Koozoo doesn’t transmit audio in order to preserve some semblance of privacy — a word the company should be paying close attention to. What gives you the right to stream live video of your neighbor’s front yard? Koozoo’s terms of service dictate that only public spaces can be streamed by users, but Sechrist and his co-founders know everybody isn’t going to stick to the rules. "Unless a front yard is obscured in some way, it is visible to the general public. I do expect that there will be a large, dynamic public discussion about this with many varying viewpoints expressed," he says, but that doesn’t mean users aren’t going to livestream videos of their bedroom.

Koozoo servers and team members plan to approve each feed individually before it goes live

"There’s never been anything like this that makes public spaces of our metro areas visible to all by making it super simple to do," Sechrist says, which is exactly why the service is ripe for abuse. Koozoo servers and team members plan to approve each feed individually before it goes live, and even use some algorithms to decide what might be bad content. Koozoo has erected defenses against those who might move their iPhone after their feed was approved. "If a camera in a window get bumped or moves slightly the system will not flag it," a Koozoo spokesperson says, "but if a camera is turned around to face into a bedroom after a view of a street corner was approved, Koozoo would take the feed offline until it is reviewed again."

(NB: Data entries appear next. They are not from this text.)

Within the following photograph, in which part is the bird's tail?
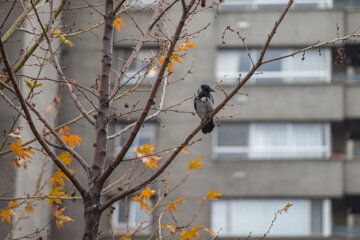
[202,119,215,134]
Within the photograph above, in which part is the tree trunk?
[83,191,101,240]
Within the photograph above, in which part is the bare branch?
[98,0,195,188]
[100,0,294,211]
[0,32,86,197]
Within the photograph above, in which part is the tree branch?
[0,32,86,197]
[100,0,294,211]
[98,0,195,189]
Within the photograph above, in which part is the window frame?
[214,48,332,85]
[114,46,159,86]
[210,198,332,238]
[212,122,331,161]
[111,198,153,234]
[114,121,157,157]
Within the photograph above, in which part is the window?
[112,199,152,232]
[114,48,157,84]
[332,44,360,82]
[114,123,156,157]
[213,123,330,159]
[216,49,331,83]
[211,199,331,237]
[220,0,333,9]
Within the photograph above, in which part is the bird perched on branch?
[194,84,215,134]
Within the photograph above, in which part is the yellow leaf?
[180,227,200,240]
[177,41,196,52]
[166,197,185,212]
[114,18,126,32]
[161,225,176,232]
[142,157,161,170]
[25,80,42,88]
[206,190,222,200]
[10,141,35,158]
[58,152,73,167]
[168,62,174,72]
[132,195,151,212]
[64,39,73,47]
[51,30,61,35]
[25,205,34,213]
[159,55,165,65]
[186,157,205,171]
[170,53,184,64]
[140,187,155,201]
[48,184,68,206]
[54,207,74,230]
[278,203,294,214]
[180,147,190,154]
[0,201,19,224]
[58,35,73,47]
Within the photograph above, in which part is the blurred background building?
[2,0,360,240]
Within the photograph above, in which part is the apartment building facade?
[2,0,360,240]
[95,0,360,239]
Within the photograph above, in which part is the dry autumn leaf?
[140,187,155,201]
[114,18,126,32]
[186,157,205,171]
[54,207,74,230]
[0,201,19,224]
[161,225,176,232]
[166,197,185,212]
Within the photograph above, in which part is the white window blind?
[213,123,330,159]
[211,199,331,237]
[215,49,331,83]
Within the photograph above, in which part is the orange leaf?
[48,185,68,206]
[25,206,34,213]
[177,41,196,52]
[114,18,126,32]
[132,195,151,212]
[180,147,190,154]
[142,157,161,170]
[0,201,19,224]
[54,207,74,230]
[140,187,155,201]
[59,126,70,136]
[166,197,185,212]
[180,227,200,240]
[161,225,176,232]
[186,157,205,171]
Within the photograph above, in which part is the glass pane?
[216,150,249,159]
[216,49,240,77]
[258,49,284,71]
[218,123,249,146]
[238,50,250,72]
[211,200,230,235]
[289,49,329,72]
[131,202,146,226]
[311,200,323,235]
[118,201,129,223]
[250,123,287,148]
[290,123,325,146]
[231,199,310,236]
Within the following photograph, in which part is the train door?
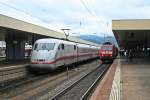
[56,43,64,66]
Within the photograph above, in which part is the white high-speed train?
[30,38,99,70]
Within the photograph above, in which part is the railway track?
[0,64,28,86]
[0,61,100,100]
[50,64,110,100]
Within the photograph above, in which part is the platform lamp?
[61,28,70,80]
[61,28,70,40]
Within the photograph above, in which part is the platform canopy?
[0,14,99,46]
[112,19,150,48]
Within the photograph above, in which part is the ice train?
[30,38,99,70]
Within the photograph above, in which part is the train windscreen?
[34,43,55,51]
[101,46,112,50]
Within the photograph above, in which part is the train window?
[58,45,60,50]
[61,44,64,50]
[34,43,55,50]
[101,46,112,50]
[74,45,76,50]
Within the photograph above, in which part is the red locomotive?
[99,42,118,62]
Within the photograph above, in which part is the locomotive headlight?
[108,52,112,54]
[102,52,106,54]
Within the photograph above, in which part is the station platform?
[90,58,150,100]
[0,58,30,68]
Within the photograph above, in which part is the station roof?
[0,14,99,46]
[112,19,150,48]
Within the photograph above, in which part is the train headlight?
[108,51,112,54]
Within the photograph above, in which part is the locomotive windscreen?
[101,46,112,50]
[34,43,55,50]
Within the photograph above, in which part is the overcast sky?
[0,0,150,35]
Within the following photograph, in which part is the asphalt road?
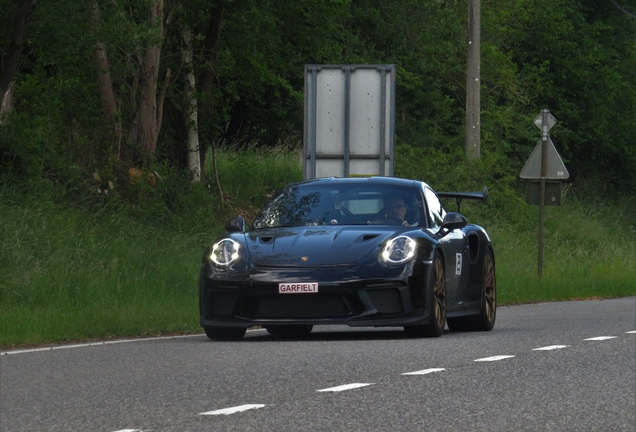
[0,297,636,432]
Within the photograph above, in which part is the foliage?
[0,145,636,347]
[0,0,636,194]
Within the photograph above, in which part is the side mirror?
[225,216,245,232]
[440,212,468,235]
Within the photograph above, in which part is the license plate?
[278,282,318,294]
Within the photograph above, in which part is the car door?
[424,187,468,311]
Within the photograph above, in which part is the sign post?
[519,109,570,277]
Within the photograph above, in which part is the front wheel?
[203,327,247,341]
[404,252,446,337]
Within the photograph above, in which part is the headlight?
[210,239,240,267]
[380,236,417,264]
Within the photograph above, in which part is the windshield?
[253,184,422,229]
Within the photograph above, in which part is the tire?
[448,249,497,332]
[203,327,247,341]
[265,324,314,337]
[404,252,446,337]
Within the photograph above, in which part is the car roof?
[287,176,428,187]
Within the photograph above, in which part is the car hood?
[245,226,404,267]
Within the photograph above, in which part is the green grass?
[0,148,636,348]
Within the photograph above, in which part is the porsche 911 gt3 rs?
[199,177,497,340]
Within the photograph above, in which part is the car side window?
[424,188,446,228]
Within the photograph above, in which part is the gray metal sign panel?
[303,65,395,179]
[519,137,570,180]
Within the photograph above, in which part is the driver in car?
[385,196,409,226]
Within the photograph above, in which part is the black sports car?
[199,177,497,340]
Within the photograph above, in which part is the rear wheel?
[448,249,497,331]
[265,325,314,337]
[404,252,446,337]
[203,327,247,341]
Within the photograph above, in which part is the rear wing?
[437,186,488,213]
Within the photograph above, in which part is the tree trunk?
[92,0,121,144]
[137,0,164,155]
[199,2,225,173]
[0,0,35,102]
[181,30,201,183]
[0,81,15,126]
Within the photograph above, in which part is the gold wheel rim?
[433,258,446,327]
[484,253,497,321]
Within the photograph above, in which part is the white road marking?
[473,355,514,361]
[402,368,446,375]
[199,404,265,415]
[316,383,374,392]
[532,345,569,351]
[0,329,265,356]
[0,334,203,354]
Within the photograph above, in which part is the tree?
[0,0,36,111]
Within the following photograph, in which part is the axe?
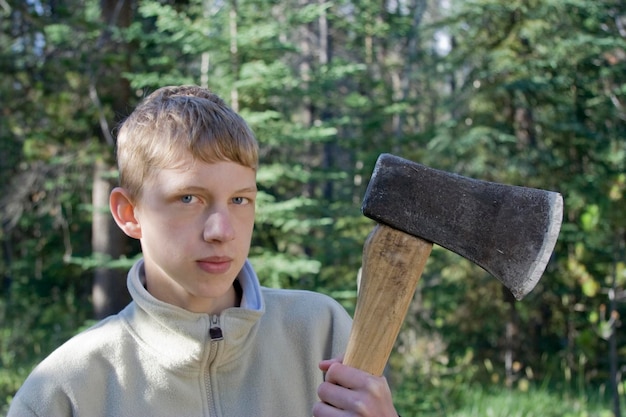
[344,154,563,376]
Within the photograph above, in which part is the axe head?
[362,154,563,300]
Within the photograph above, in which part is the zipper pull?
[209,315,224,342]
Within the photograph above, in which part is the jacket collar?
[120,259,265,369]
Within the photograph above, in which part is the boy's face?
[134,158,257,313]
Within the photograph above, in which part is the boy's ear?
[109,187,141,239]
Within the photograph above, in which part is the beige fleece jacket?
[8,261,351,417]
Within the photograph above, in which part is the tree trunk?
[90,0,132,319]
[92,162,130,319]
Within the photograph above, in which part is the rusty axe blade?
[344,154,563,375]
[362,154,563,300]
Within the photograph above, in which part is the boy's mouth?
[196,256,233,274]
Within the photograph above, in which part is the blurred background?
[0,0,626,417]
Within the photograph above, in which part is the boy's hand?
[313,359,398,417]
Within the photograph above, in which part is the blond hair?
[117,86,258,199]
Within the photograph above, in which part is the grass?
[436,387,613,417]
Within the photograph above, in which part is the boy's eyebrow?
[176,184,258,193]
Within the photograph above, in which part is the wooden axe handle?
[343,224,433,376]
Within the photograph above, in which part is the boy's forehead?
[152,159,256,189]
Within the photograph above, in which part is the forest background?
[0,0,626,417]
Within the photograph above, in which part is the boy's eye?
[233,197,250,205]
[180,195,193,204]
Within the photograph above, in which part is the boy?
[8,87,396,417]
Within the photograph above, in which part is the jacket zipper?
[204,315,224,416]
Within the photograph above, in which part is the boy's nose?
[203,210,235,242]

Just like Instagram and Vine, Koozoo will face a never-ending struggle with users who cross the boundaries of what’s acceptable as public content. "There will be grey areas of what’s appropriate content and what’s not," Sechrist told TechCrunch, "and we are building an advisory board of some of the world’s leading experts at the intersection of privacy and computer science, and we’ll be looking to those guys to advise us on those grey areas." Another challenge is providing users with concrete reasons they might want to set up a Koozoo phone in the first place. Color did an OK job livestreaming what’s currently happening to you, but Koozoo focuses more on what’s currently happening somewhere specific, like your yard, or the park outside your office building. Keeping that sense of utility in mind, it could herald in a world where privately owned cameras blanket our cities with video coverage 24 / 7. That might sound like a scary world, but it seems like one that’s increasingly inevitable.